Completely restored in 2015, the home has been named a UNESCO World Heritage site
The Hollyhock House was the first house Frank Lloyd Wright designed in Los Angeles, part of a performing arts complex commissioned in the early 1920s by oil heiress Aline Barnsdall for an incredible 36-acre hilltop site on the Hollywood and Los Feliz border.
The house contains the “germination of what I think you can easily say became California Modernism,” says Hollyhock curator Jeffrey Herr.
But Wright was often away during construction, working on the Imperial Hotel in Japan, and building was mostly overseen by project manager Rudolph Schindler. When costs got out of control, Barnsdall fired Wright and eventually hired Schindler, and she never moved into the house, which had been designed around the icon of her favorite flower, the Hollyhock.
In 1927, she donated the property, with the surrounding 12 acres, to the city of Los Angeles, and over the decades since it was deformed over and over by bad renovations and general entropy. (Lloyd Wright oversaw two renovations, on in 1946 and one in the unfortunate design year of 1974.)
Following years of closure, the Hollyhock is now reopen with a beautiful, painstaking restoration that has brought many of its public spaces back to their 1921 magnificence. In 2019, the home was named as a UNESCO World Heritage site, along with seven other Wright buildings.
Herr supervised the restoration, along with Hsiao-Ling Ting of the city’s Bureau of Engineering, and Kevin Jew of the nonprofit Project Restore, which wrote the grant for the project.
The exterior was perhaps the easy part; they found a buried piece of stucco from the house’s heyday and were able to reproduce the texture and color so that Hollyhock is now more “harmonious” with the surrounding landscape.
The entryway, a Modernist version of a formal foyer, looks pristinely 1920s now, but just a few years ago had concrete floors, recessed lighting, and sliding glass doors.
Today it has been almost entirely reconstructed with historically accurate plaster, intricate ceiling moldings—originally stripped back in the ’40s—painstakingly created and aligned by a woodworker named Erik Mortensen, and accordion-folding glass doors that open to completely erase the division between house and courtyard, with actual 1920s door handles and latches.
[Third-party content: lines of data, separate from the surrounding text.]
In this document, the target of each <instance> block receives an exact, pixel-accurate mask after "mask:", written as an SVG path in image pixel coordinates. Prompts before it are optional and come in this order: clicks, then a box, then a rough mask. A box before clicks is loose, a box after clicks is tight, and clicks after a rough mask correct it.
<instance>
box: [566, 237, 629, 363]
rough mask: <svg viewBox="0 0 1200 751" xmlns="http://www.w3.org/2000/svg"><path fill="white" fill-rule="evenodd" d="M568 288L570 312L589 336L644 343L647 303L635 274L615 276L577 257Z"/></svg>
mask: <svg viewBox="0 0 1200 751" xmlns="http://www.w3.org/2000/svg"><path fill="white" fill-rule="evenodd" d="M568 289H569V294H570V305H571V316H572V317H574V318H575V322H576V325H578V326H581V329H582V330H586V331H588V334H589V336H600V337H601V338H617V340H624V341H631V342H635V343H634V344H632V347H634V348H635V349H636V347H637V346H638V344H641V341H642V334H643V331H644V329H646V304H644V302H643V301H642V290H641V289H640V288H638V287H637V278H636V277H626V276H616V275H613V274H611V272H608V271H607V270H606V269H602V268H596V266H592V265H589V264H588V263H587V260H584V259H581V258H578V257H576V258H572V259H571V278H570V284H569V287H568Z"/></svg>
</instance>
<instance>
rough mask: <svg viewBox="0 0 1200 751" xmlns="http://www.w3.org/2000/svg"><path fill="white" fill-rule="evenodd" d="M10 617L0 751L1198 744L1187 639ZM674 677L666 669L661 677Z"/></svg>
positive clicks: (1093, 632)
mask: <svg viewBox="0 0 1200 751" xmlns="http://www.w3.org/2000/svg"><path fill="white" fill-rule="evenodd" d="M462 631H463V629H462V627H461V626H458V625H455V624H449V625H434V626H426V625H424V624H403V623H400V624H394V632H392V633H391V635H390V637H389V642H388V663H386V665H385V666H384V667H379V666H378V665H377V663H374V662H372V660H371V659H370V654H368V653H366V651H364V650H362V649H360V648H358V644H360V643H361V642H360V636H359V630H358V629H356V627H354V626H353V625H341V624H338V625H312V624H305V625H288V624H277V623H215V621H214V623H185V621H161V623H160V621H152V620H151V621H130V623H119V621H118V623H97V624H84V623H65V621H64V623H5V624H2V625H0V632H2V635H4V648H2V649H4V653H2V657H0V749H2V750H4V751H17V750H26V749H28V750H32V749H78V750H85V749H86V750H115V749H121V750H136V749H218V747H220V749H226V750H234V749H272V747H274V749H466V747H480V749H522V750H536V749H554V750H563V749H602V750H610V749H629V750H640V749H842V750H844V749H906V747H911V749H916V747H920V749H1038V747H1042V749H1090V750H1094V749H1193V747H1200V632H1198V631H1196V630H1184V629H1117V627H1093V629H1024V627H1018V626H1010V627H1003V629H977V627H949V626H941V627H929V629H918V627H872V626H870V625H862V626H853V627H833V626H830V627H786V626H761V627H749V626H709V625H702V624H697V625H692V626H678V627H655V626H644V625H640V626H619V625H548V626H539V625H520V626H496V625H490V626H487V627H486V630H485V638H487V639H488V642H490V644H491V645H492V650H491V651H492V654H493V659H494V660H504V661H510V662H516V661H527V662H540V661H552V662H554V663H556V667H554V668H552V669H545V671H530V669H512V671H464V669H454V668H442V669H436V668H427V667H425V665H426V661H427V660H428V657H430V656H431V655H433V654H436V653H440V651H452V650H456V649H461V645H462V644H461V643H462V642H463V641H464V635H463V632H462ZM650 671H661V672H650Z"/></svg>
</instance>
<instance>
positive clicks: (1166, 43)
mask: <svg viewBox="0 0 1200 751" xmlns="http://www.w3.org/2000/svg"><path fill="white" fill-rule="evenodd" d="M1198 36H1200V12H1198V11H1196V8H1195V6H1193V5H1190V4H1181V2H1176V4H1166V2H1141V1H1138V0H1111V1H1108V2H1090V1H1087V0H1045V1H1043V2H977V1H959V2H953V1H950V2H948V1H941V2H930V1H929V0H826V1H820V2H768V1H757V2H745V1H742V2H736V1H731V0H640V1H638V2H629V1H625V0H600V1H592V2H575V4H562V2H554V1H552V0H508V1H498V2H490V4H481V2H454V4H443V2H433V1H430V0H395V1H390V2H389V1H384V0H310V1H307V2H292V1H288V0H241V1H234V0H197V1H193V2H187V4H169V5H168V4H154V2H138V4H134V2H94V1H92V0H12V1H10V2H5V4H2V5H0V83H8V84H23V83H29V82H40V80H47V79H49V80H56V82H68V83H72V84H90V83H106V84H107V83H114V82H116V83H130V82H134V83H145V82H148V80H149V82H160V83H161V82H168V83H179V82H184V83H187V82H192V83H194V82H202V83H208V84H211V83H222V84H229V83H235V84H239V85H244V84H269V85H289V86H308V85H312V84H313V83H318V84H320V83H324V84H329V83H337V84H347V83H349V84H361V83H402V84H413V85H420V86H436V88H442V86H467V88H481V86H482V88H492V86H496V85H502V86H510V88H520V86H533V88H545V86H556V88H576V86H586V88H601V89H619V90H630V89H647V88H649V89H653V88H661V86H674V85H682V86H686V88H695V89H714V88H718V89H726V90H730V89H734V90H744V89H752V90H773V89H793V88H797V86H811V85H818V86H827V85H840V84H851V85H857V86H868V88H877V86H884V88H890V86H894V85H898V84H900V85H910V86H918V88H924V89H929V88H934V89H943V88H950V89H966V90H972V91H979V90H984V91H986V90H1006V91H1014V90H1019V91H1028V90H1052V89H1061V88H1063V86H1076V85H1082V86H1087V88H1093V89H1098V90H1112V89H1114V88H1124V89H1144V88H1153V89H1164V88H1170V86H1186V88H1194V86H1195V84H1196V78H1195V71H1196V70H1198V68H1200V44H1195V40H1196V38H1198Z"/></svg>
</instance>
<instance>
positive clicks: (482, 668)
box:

Hollyhock’s centerpiece, though, is a showstopping hearth backed in an abstract, Hollyhock-themed bas relief, with a detailed skylight above and a pool below (it’s not filled, sadly; water isn’t very kind to the house).
Herr calls the fireplace “one of the best things [Wright] ever did.” The elaborate accompanying couches, which Herr calls “better suited for viewing Wright’s work than for conversation,” is a 1990s reproduction of original furniture.
The dining room still has its original furniture, incredibly, including a set of chairs with spines like Hollyhocks.
The clerestory windows that ring the room were removed during restoration, at which point Herr realized that a change in the roof height had cut off their bottom four inches years ago. So they put the roof back where it was; now the windows have the views they were intended to have, plus there’s a lot more light in the dining room.
The library and kitchen have only been returned to 1940s Lloyd Wright form (though the library’s donated books are all pre-1925). Meanwhile, most of the private rooms are still in the ’70s, but they won’t be open to the public anyway, because of ADA requirements. Herr hopes to makeover the house’s forecourt next, which has become a pretty unattractive parking lot.
Hours for self guided tours of the house are 11 a.m. to 4 p.m., Thursday through Sunday. A 20-minute docent-led exterior tour is offered at 11:15 a.m., 12 p.m. and 12:45 p.m., Thursday through Sunday. A 40-minute docent-led exterior and interior tour is offered Tuesday and Wednesday at 11 a.m. and 12:30 pm. Admission for all tours is $7 for adults.